BUENOS DIAS, QUERIDOS SEGUIDORES. RECIBI ESTA INFORMACION Y ME GUSTO TANTO QUE QUIERO COMPARTIRLA CON USTEDES. ESPERO LES SEA UTIL.

Cómo terminar un capítulo De Richard Ridley Es difícil saber cuándo algo se ha terminado. Algunos invitados no saben cual es el momento más apropiado para irse de una fiesta. Algunas personas no saben cómo poner punto final a una relación. Y algunos escritores no saben cómo terminar un capítulo. El último ejemplo es, quizá, el más sorprendente. ¿Cómo se termina un capítulo? Para responder a esta pregunta, primero hay que determinar qué es un capítulo. Un capítulo es un paso adelante.
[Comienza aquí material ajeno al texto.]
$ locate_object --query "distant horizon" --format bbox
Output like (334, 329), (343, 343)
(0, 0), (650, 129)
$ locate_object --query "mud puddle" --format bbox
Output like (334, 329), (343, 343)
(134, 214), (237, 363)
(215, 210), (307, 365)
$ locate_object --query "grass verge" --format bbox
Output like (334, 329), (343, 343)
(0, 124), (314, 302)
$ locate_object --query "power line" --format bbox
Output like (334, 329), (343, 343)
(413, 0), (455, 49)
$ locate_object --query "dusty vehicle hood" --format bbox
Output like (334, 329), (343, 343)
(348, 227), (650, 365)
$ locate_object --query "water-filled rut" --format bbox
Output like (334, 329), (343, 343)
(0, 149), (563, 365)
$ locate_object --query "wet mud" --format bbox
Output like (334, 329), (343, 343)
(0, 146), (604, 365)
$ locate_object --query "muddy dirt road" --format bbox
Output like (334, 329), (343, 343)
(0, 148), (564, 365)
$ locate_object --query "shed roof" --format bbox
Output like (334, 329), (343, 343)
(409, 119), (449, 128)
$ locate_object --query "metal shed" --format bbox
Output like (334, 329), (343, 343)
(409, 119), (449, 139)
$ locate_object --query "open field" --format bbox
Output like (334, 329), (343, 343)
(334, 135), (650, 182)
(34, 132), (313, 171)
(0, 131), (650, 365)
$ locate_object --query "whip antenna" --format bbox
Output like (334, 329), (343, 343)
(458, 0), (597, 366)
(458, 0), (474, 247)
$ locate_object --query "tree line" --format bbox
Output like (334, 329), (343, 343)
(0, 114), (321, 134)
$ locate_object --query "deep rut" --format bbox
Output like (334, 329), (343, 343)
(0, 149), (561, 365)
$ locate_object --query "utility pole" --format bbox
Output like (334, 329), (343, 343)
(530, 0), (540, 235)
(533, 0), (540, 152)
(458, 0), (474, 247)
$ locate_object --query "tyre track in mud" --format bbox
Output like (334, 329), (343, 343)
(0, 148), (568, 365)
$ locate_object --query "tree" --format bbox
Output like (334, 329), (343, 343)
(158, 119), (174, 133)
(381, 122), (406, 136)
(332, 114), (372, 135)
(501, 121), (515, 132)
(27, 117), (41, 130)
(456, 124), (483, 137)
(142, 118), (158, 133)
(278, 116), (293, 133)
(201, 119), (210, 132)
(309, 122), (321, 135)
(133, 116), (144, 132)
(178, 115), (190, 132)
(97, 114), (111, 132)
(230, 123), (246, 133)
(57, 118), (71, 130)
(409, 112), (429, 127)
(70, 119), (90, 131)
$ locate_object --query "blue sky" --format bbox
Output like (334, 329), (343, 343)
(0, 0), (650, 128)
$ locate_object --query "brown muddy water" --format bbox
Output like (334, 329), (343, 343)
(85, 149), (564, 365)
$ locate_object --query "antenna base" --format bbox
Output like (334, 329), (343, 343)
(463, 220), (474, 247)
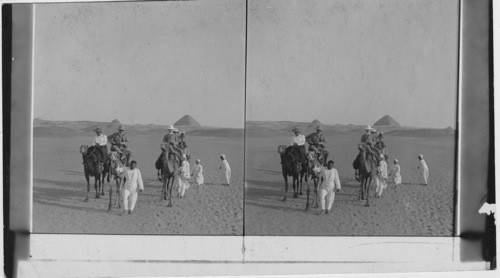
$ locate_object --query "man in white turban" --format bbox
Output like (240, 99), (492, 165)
(417, 154), (429, 185)
(219, 154), (231, 186)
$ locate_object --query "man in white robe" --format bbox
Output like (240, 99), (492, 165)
(319, 160), (340, 214)
(122, 160), (144, 214)
(177, 153), (191, 198)
(389, 159), (401, 186)
(219, 154), (231, 186)
(417, 154), (429, 185)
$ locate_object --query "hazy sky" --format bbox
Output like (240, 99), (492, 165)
(34, 0), (245, 128)
(247, 0), (459, 128)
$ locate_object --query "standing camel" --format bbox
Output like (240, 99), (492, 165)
(306, 152), (322, 210)
(353, 144), (377, 207)
(161, 148), (180, 207)
(80, 145), (107, 202)
(278, 145), (307, 202)
(108, 151), (125, 211)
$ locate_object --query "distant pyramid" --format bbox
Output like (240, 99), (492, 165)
(311, 119), (321, 125)
(174, 115), (201, 126)
(373, 115), (401, 126)
(33, 118), (49, 124)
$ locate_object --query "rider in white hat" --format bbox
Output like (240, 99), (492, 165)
(108, 125), (132, 166)
(92, 126), (108, 161)
(290, 126), (306, 162)
(306, 125), (330, 166)
(155, 125), (182, 180)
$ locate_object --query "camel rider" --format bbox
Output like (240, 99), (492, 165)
(289, 126), (306, 163)
(155, 125), (182, 180)
(92, 126), (108, 162)
(108, 125), (132, 166)
(160, 125), (183, 159)
(177, 132), (189, 160)
(354, 126), (379, 181)
(361, 126), (379, 158)
(306, 125), (329, 164)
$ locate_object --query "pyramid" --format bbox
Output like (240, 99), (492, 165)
(174, 115), (201, 126)
(373, 115), (401, 126)
(102, 119), (122, 133)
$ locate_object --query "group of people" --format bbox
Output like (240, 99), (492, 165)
(90, 125), (132, 166)
(85, 125), (231, 214)
(291, 126), (429, 214)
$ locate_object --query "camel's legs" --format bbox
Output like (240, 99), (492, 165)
(94, 175), (101, 199)
(162, 174), (168, 200)
(167, 177), (174, 208)
(306, 180), (311, 210)
(108, 180), (113, 211)
(84, 172), (90, 202)
(365, 176), (372, 207)
(292, 174), (299, 198)
(116, 178), (123, 208)
(313, 177), (319, 208)
(282, 174), (288, 202)
(101, 172), (106, 196)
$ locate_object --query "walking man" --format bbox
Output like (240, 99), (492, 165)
(123, 160), (144, 214)
(375, 154), (387, 198)
(177, 154), (190, 198)
(219, 154), (231, 186)
(320, 160), (340, 214)
(417, 154), (429, 185)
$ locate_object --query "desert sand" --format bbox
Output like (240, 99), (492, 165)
(245, 128), (455, 236)
(33, 133), (243, 235)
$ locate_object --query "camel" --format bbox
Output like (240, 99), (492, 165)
(305, 151), (322, 210)
(353, 144), (377, 207)
(108, 151), (125, 211)
(278, 145), (307, 202)
(161, 149), (180, 207)
(80, 145), (108, 202)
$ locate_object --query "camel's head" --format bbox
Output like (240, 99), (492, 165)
(358, 143), (365, 151)
(307, 152), (316, 161)
(80, 145), (89, 154)
(109, 151), (118, 161)
(95, 161), (104, 173)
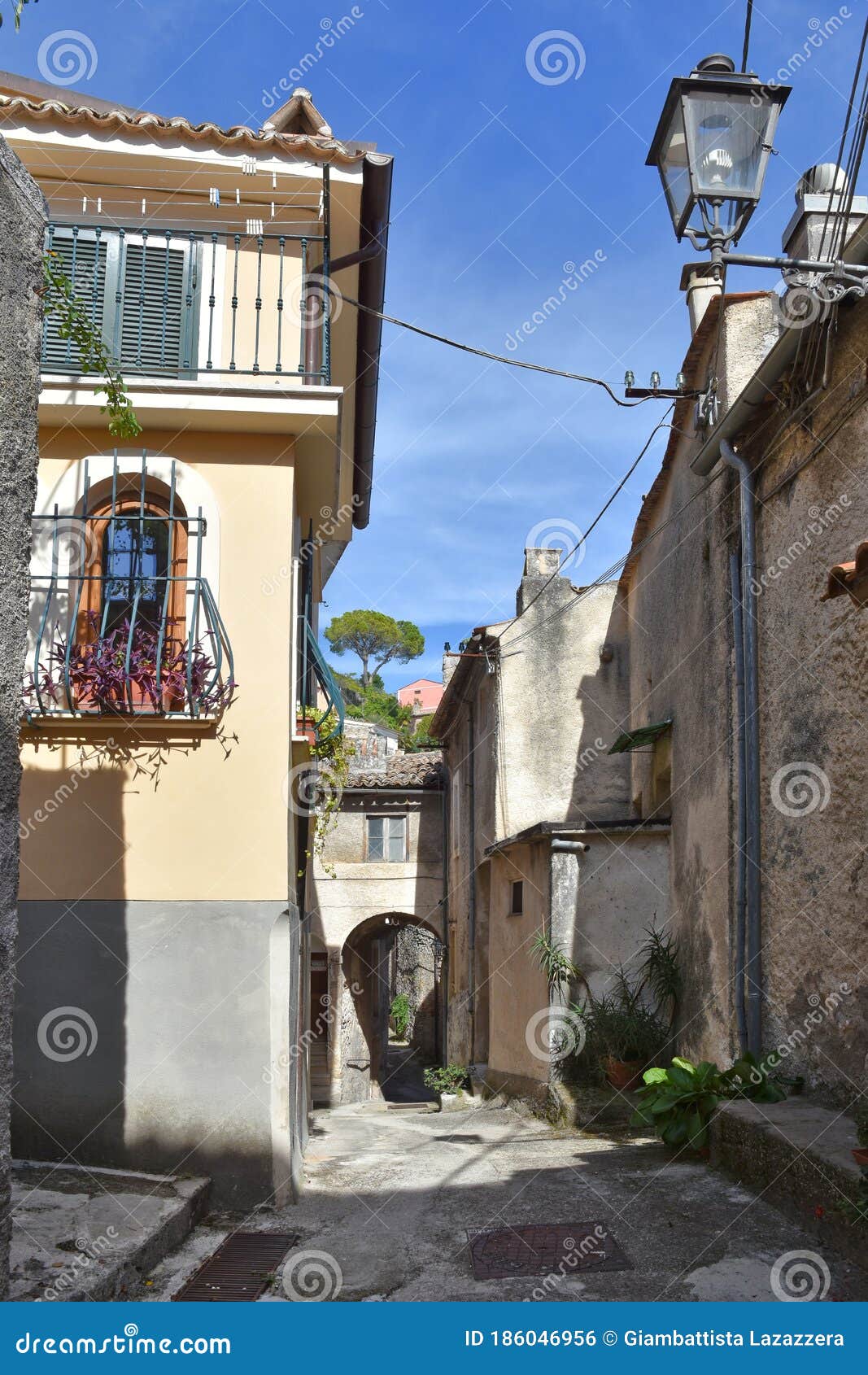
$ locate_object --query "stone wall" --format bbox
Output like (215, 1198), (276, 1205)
(0, 138), (46, 1298)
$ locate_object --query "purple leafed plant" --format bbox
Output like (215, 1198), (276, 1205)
(24, 612), (235, 715)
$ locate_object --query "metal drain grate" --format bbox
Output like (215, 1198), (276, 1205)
(468, 1222), (633, 1280)
(173, 1232), (299, 1303)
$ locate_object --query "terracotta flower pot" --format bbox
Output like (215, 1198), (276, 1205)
(603, 1054), (645, 1093)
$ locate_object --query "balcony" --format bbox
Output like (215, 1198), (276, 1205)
(24, 455), (235, 726)
(41, 221), (332, 386)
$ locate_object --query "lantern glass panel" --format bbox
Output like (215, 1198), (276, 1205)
(683, 91), (774, 199)
(659, 103), (691, 227)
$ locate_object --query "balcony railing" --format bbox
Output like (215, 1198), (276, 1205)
(24, 455), (235, 723)
(42, 221), (332, 385)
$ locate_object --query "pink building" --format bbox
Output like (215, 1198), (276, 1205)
(398, 678), (443, 716)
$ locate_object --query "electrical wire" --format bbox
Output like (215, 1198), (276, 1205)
(340, 291), (665, 411)
(741, 0), (754, 72)
(498, 401), (675, 642)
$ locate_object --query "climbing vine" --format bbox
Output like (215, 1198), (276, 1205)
(41, 251), (142, 439)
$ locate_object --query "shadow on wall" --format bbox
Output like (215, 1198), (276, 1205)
(12, 767), (128, 1166)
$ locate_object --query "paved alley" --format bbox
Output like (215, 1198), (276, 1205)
(147, 1106), (868, 1302)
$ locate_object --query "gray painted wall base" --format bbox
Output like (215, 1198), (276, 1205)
(12, 901), (307, 1207)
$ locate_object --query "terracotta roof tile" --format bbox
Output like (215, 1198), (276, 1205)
(347, 749), (443, 789)
(820, 540), (868, 606)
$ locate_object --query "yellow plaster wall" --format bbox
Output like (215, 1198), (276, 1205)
(20, 428), (294, 901)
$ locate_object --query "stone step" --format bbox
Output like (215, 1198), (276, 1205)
(10, 1160), (211, 1302)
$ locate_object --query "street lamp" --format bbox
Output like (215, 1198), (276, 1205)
(647, 54), (791, 264)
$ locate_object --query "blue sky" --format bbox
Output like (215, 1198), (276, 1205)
(0, 0), (864, 686)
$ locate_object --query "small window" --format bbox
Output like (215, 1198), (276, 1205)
(367, 817), (408, 863)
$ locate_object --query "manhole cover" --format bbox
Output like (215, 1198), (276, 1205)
(173, 1232), (299, 1303)
(468, 1222), (633, 1280)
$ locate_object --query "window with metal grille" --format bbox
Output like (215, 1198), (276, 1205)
(42, 227), (199, 374)
(367, 817), (408, 863)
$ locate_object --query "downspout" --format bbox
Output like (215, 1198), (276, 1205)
(729, 554), (747, 1054)
(438, 787), (448, 1064)
(468, 703), (476, 1064)
(721, 439), (762, 1056)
Incluso si se trata de un flashback, el único propósito de un capítulo es avanzar en la trama o desvelar un componente importante de una (o varias) de las verdaderas naturalezas de los personajes. En cada capítulo, hay que proporcionar al lector una revelación que le impulse a seguir leyendo. Articular un capítulo es complicado porque se tiene que conseguir un resultado satisfactorio de manera independiente, a la vez que dependiente del resto de la historia. El final de un capítulo es la parte más difícil de algo ya de por sí complicado. El lector tiene que quedarse con la sensación de que se han respondido algunas preguntas y, al mismo tiempo, se tienen que plantear nuevas preguntas para el siguiente capítulo. En una novela romántica, un capítulo puede revelar por qué una mujer no puede soportar ver a un hombre en concreto que pertenece a su pasado y que repentinamente se ha puesto en contacto con ella. Sin embargo, el párrafo final puede sugerir que ella le habría juzgado mal. Esa sugerencia es lo que animará al lector a seguir leyendo. ¿De verdad ella le había juzgado mal? El siguiente capítulo abordará esa pregunta en particular. Por ejemplo, ella podría descubrir que, efectivamente, le había juzgado mal, y este nuevo capítulo terminará sugiriendo que una persona en la que ella había confiado todos estos años era en realidad la causa del sufrimiento que la ha atormentado durante tanto tiempo. Esta revelación nos lleva a más preguntas que habrá que resolver en el siguiente capítulo o en los posteriores. Entonces, ¿cómo se termina un capítulo? Un capítulo se termina cuando se ha cumplido la regla de oro de los capítulos, es decir, cuando se han ofrecido respuestas que dejan satisfecho al lector. Y, cuando esto se ha conseguido, el final del capítulo en sí debe sugerir que habrá más y mejores revelaciones en los capítulos posteriores. En resumen: un capítulo se termina cuando no hay nada más que decir, pero sí hay más que descubrir.